Chroniques / Musique

ORIGINS – Powell [LP]

This post is also available in: English

Titre Origins

Artiste Powell

Label Made In Glitch

Date de sortie 1er juin 2012

C’est très récemment que le talentueux Powell nous a livré son LP intitulé Origins.

Origins, le titre est curieux pour ce LP richement construit de saturations chiptune et autres loops dubstep, pour celui dont les premières productions appartenaient plus au registre boom bap ! Peu présent dans les médias, ça n’empêche pas le jeune beatmaker d’être très productif depuis quelques années déjà.

En effet, dès 2006, ses beat tapes ont commencé à envahir la toile. Après divers essais orientés Hip Hop instrumental, boom bap oldschool, aux accents jazzy et doucement habillés de mélodies d’instruments à vent (le ep Easy Like sorti en 2008 chez Beats and Discovery…) ; le beatmaker nous a habitué depuis quelques temps à développer un son inspiré tout à la fois de la scène Californienne électronique contemporaine, mais aussi dopé en bass music déstructurée, en jouant également sur sonorités synthétiques assez explosives.

On a pu découvrir les prémices de ce genre, nouveau pour nous habitants de l’hexagone, sur la Beatnicks vol.2, la tape Beats Heroes vol.6 du webzine des copains de Stereotree, ou encore sur le ep SMACK MY GLITCH HOP !!! (sorti en 2010, chez les berlinois de Robox Neotech). Densui (ep, 2011, chez Alpha Pup Distribution) est venu affirmer ce choix artistique.

 

Chronique

 La première mélodie de Girls Name s’annonce bien comme les uniques secondes de calme avant la tempête qu’est Origins. En effet, à l’entrée du beat surpuissament saccadé, on ne peut s’empêcher de faire un rapprochement avec la force de frappe des californiens de The Glitch Mob. Le beat est fourni de contre-temps dubsteps vocodés, et comme si ça ne suffisait pas, la mélodie initiale revient nous narguer de temps à autre, semblant être bien au-dessus de la guerre qui est en train d’éclater dans notre soundsystem.
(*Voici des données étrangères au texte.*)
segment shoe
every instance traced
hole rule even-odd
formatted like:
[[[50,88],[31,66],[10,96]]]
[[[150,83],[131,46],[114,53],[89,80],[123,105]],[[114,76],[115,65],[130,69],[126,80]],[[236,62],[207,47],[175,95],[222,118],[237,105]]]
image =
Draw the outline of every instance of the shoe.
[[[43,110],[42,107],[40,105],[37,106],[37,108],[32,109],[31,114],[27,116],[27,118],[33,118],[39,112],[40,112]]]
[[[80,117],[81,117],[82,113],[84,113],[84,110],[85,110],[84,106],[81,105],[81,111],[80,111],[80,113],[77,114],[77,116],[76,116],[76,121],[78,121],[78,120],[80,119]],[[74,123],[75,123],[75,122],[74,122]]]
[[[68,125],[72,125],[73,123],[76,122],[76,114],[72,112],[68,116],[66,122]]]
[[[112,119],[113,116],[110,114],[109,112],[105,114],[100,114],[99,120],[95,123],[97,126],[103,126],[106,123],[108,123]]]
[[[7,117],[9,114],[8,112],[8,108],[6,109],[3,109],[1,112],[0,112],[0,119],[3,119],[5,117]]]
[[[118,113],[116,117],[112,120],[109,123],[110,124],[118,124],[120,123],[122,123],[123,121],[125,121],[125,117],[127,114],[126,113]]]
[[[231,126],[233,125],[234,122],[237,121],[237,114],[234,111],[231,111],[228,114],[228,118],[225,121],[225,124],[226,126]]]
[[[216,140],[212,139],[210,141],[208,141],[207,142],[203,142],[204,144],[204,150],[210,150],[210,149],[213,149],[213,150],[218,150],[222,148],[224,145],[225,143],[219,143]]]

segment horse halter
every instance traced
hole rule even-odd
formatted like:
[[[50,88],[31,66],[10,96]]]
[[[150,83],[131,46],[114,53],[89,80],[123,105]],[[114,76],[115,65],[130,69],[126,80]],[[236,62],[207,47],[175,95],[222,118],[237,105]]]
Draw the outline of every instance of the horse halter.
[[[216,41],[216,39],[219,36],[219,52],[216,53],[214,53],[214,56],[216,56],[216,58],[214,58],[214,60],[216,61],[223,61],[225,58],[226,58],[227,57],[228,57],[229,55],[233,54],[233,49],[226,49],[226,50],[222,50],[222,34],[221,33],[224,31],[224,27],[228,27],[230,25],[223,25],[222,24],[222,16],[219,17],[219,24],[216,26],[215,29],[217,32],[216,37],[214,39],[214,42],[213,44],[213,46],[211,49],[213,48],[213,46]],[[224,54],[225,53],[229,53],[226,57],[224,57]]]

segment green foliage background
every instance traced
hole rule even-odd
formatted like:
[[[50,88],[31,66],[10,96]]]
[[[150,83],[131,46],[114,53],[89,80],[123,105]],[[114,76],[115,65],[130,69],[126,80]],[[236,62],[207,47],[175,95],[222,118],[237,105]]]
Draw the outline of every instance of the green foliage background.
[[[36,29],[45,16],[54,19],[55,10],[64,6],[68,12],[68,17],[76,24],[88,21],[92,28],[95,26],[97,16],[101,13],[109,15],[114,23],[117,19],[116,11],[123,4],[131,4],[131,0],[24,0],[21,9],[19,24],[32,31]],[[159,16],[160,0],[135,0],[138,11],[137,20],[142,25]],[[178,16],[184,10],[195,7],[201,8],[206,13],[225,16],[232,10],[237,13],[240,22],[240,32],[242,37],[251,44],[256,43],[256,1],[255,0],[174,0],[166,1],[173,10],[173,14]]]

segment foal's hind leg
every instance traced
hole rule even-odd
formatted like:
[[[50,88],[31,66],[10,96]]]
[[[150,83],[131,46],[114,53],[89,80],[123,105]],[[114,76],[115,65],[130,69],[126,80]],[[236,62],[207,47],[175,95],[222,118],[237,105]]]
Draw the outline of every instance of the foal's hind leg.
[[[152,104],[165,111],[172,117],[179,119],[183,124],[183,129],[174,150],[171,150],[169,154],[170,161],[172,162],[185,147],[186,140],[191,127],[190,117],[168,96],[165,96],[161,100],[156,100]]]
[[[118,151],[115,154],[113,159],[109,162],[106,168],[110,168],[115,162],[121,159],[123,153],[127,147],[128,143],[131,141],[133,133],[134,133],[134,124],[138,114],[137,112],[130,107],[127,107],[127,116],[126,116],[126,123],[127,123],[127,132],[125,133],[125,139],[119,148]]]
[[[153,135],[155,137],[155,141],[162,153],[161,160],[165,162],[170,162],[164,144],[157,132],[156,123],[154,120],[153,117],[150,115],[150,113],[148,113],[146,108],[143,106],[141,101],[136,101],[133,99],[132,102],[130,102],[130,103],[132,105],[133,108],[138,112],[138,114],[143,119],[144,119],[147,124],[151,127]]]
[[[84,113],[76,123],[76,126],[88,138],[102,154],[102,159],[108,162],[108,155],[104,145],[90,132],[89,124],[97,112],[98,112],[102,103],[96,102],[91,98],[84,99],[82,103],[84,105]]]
 Made in Paris semble faussement tranquilliser le LP, se révélant peu à peu être une montée, au front, électronique biensûr, où les rythmiques aux tonalités aigües bien aiguisées façon Animalson côtoient des nappes intergalactiques.

Heat nous scotche au fond de notre hamac, samplant exactement le même morceau qu’un de nos artistes favoris découvert chez Musique Large, j’ai cité le voyageur dÉbruit, et son hit Smurfing in the sun sur son LP Coupé Décalé. Ceci n’entachant en rien le travail de Powell, livrant ici un excellent titre.

Origins (pt.I), titre éponyme, envoute comme un trou noir en plein espace intersidéral (du moins, on pourrait imaginer que ça ferait ça), les basses instoppables viennent interrompre la tranquillité des notes de guitare électrique et nous jettent dans ces sombres recoins où l’on est épris de crises de spasmes dubstep. Ça secoue mais c’est cool.

Les voix talkboxées, ou pitchées ou encore peut être nappées de quelque humanité robotique de Radio Saturne nous rappellent que nous ne sommes pas seul à bord, et que quoiqu’il en soit, on pourra toujours espérer des rescapés à notre voyage au centre des origines.

Origins pt. III conclut de digne manière le disque, avec sa post-dubstep lacérant une dernière fois toutes sortes de samples chiptune et 8-bits.

À l’écoute de ce brillant LP, on ne peut s’empêcher de s’imaginer une ombre de Squarepusher planer, le côté drum´n bass allégé, mais celui broken beat décuplé.

Allez vite vous procurer la galette digitale ici-même !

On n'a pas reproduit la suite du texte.